Anogeissus latifolia is a species of small to medium-sized tree native to the India, Nepal, Myanmar, and Sri Lanka. Its common names are axlewood (English), bakli, dhau, dhawa, dhawra, or dhaora (Hindi), takhian-nu (Thai), and raam (Vietnamese).

Fruit of Anogeissus latifolia

It is one of the most useful trees in India. Its leaves contain large amounts of gallotannins,[1] and are used in India for tanning and firewood.[2] The tree is the source of Indian gum, also known as ghatti gum, which is used for calico printing among other uses. The leaves are also fed on by the Antheraea paphia moth which produces the tassar silk (Tussah), a form of wild silk of commercial importance.[3]

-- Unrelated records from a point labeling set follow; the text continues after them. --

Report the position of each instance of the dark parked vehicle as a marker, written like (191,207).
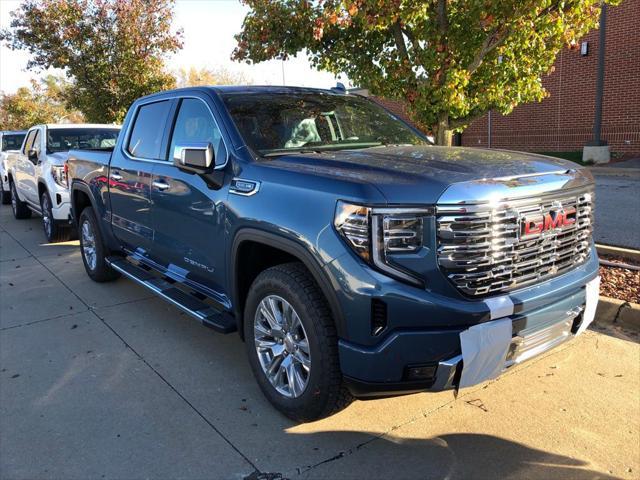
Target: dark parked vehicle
(353,257)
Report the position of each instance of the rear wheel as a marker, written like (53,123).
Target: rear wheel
(52,229)
(94,252)
(292,344)
(20,208)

Bark of Anogeissus latifolia

Footnotes[edit]

  1. ^ Studies on dhava tannins. I. The isolation and constitution of a gallotannin from dhava (Anogeissus latifolia). KK Reddy, S Rajadurai, KNS Sastry and Y Nayudamma, Australian Journal of Chemistry, 17 (2), pp. 238-245, doi:10.1071/CH9640238
  2. ^ Firewood Crops: Shrub and Tree Species for Energy Production : Report of an Ad Hoc Panel of the Advisory Committee on Technology Innovation, Board on Science and Technology for International Development, Commission on International Relations. National Academies. 1980. p. 112. Retrieved 5 July 2019.
  3. ^ "Archived copy". Archived from the original on 2014-04-18. Retrieved 2012-01-30.CS1 maint: archived copy as title (link)

References[edit]

  • "Anogeissus latifolia", AgroForestry Tree Database. Accessed April 20, 2008. [1]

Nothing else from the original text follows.